Никто из Митиных однокашников не обмолвился в стенах школы, не посмел бы обмолвиться о своей мечте хотя бы одним глазом взглянуть на заветное Зазеркалье, на Штаты, — нет, казалось, что они всего-навсего хотели быть американцами у себя дома. Их выходки выглядели невинным озорством: подумаешь, кто-то запел на перемене частушку «Не ходите, дети, в школу, пейте, дети, кока-колу» (но неведомая кока-кола в глазах наставников была символом глубочайшего разложения, зверем пострашнее кошки), им было невдомёк, что людей сажали и за меньшие шалости, — это были годы борьбы с космополитизмом, в ходе которой у зрячих летели головы, а слепые и глухие охотно соглашались и с глупыми переименованиями вроде превращения «французских» булок в «городские», и с тем, что Можайский на своём паровом самолёте чудесным образом обогнал братьев Райт, и с объявлением ложными наук, расцветших на Западе, но не понятых советским вождём.

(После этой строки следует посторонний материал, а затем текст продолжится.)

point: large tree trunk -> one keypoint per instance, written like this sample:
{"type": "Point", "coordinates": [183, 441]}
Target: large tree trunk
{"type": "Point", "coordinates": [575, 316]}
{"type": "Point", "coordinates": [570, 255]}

В противовес всему этому будто бы сама собою родилась ехидная формула «Россия — родина слонов», и вот за неё-то и можно было поплатиться.

Трудно сказать, чем притягивала школьников именно Америка, о которой они знали немногим больше чеховских мальчиков: американская литература была недоступна, кроме Драйзера да, пожалуй, свежеизданных Эптона Синклера и Синклера Льюиса, которых одни считали однофамильцами, а другие путали, не понимая, куда отнести навязчивый «синклер». Европейские книги издавались скудно. Но существовало ещё и кино — ленты, взятые в качестве трофеев в Германии; ах, с каким упоением мальчики смотрели и пересматривали гангстерский боевик «Судьба солдата в Америке»! Любая сработанная в Штатах — «штатская», как они говорили, — безделка ценилась у них на вес золота, будь то хоть канцелярская скрепка; впрочем, крупнее скрепки ничего и не могло попасть в детские руки. Американская же свобода… — о ней не говорили, как вообще не говорили о политике, как не говорили о своей несвободе, ещё не понимая её. Просто в той волшебной стране они инстинктивно подозревали нечто противоположное убожеству, в котором топили их комсомол, школа и верноподданная толпа.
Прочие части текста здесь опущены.